Go down to your local goldfields and find or buy several nuggets from the greater local area. Have them analysed as they may be only about 80% gold. (Or come to Victoria and find some 23K.) Adulterate your ill-gotten gain with Ag, Cu, Fe; whatever is required to match the local area. Pour it into a dirt mold, slowly, adding some extra alloy contaminants in situ, so the final composition will be a bit uneven. Put your nugget in a mill for a while.

Buy a high quality metal detector. Buy a prospecting / mining licence. Bury the nugget. Dig it up. Shout "Eureka!" Call the local news. Sell it to a prominent businessman* for more than twice its bullion value.

Rinse and repeat.

One thing I have not considered about stolen gold is radioactive tracer isotopes.
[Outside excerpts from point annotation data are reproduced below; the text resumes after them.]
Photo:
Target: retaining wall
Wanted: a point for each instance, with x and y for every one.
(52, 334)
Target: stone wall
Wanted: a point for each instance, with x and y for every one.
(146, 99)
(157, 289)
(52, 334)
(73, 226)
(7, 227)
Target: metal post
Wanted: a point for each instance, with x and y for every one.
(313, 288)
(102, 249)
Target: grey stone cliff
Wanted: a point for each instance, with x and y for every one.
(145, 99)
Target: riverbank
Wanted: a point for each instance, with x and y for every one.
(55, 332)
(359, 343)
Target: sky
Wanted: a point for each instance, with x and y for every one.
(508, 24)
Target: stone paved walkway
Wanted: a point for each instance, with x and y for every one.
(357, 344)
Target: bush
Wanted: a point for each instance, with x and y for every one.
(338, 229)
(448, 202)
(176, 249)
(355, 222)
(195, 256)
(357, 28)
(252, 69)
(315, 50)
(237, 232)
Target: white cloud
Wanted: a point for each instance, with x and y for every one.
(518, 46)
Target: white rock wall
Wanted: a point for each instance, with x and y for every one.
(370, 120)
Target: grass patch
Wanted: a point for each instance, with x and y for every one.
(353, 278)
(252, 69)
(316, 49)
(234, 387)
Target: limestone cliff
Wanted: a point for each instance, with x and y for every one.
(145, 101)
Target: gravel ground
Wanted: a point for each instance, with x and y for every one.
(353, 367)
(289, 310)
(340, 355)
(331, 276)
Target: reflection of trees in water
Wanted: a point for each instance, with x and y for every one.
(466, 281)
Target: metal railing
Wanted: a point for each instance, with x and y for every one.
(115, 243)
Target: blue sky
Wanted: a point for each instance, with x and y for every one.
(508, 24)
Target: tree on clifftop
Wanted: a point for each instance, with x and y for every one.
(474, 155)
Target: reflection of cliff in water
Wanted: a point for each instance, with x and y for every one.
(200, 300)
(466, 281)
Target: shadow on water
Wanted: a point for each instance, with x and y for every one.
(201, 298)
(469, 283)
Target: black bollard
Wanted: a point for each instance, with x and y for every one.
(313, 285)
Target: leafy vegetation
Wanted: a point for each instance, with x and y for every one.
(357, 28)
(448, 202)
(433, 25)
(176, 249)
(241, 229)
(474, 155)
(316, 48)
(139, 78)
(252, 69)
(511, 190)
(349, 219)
I have heard, but do not know, that they salt bullion to make them traceable. I have no idea whether refining in acid would remove this tracer. Naturally, this is something the honest man will never need to worry about.

* http://en.wikipedia.org/wiki/Perth_Mint_Swindle


----------



## jason_recliner (Mar 9, 2015)

And today, this:
http://www.theage.com.au/victoria/kerang-man-unearths-135000-gold-nugget-20150309-13ywni.html


----------